AM6442: Unexpected high latencies when executing high priority ISR from TCM

Dominic Rath

Part Number: AM6442

Dear TI team,

I'm currently trying to a analyze a performance issue with a MCU+ SDK FreeRTOS application running on a R5f core.

Basically what I wanted to prove is that, while A53+Linux gives us worst case latencies of ~100us, the combination of R5f+FreeRTOS+TCM should give us worst case latencies of <10us.

Unfortunately I'm seeing a lot bigger worst-case latencies of 25-27us, and I'm even seeing these for a high-priority ISR. A high-priority task, triggered via a semaphore given from that ISR, has a worst-case latency of a few more us.

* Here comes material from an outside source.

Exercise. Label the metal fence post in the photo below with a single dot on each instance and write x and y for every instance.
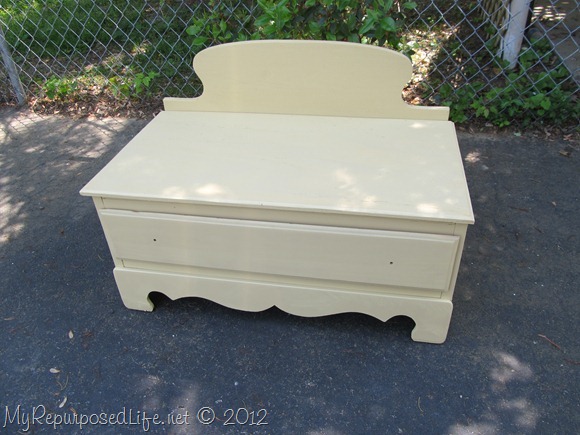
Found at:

I've already started reducing my test case, and currently it basically consists of the following:

A high priority timer ISR triggering every 100us that calculates latency from when the timer should have fired to when the ISR is entered
A high priority task pending on a semaphore and calculating latency (similar to ISR)
A lower priority "background" task that prints to the UART every second and executes 1 MB of instructions located in DDR memory that also read from DDR memory

All of my high priority ISR + task code + task stack plus most of FreeRTOS is linked to TCM. The low priority task is linked to TCM, too, and executes the runtime-generated 1 MB function in DDR memory. IRQ/SVC stacks are in TCM, too.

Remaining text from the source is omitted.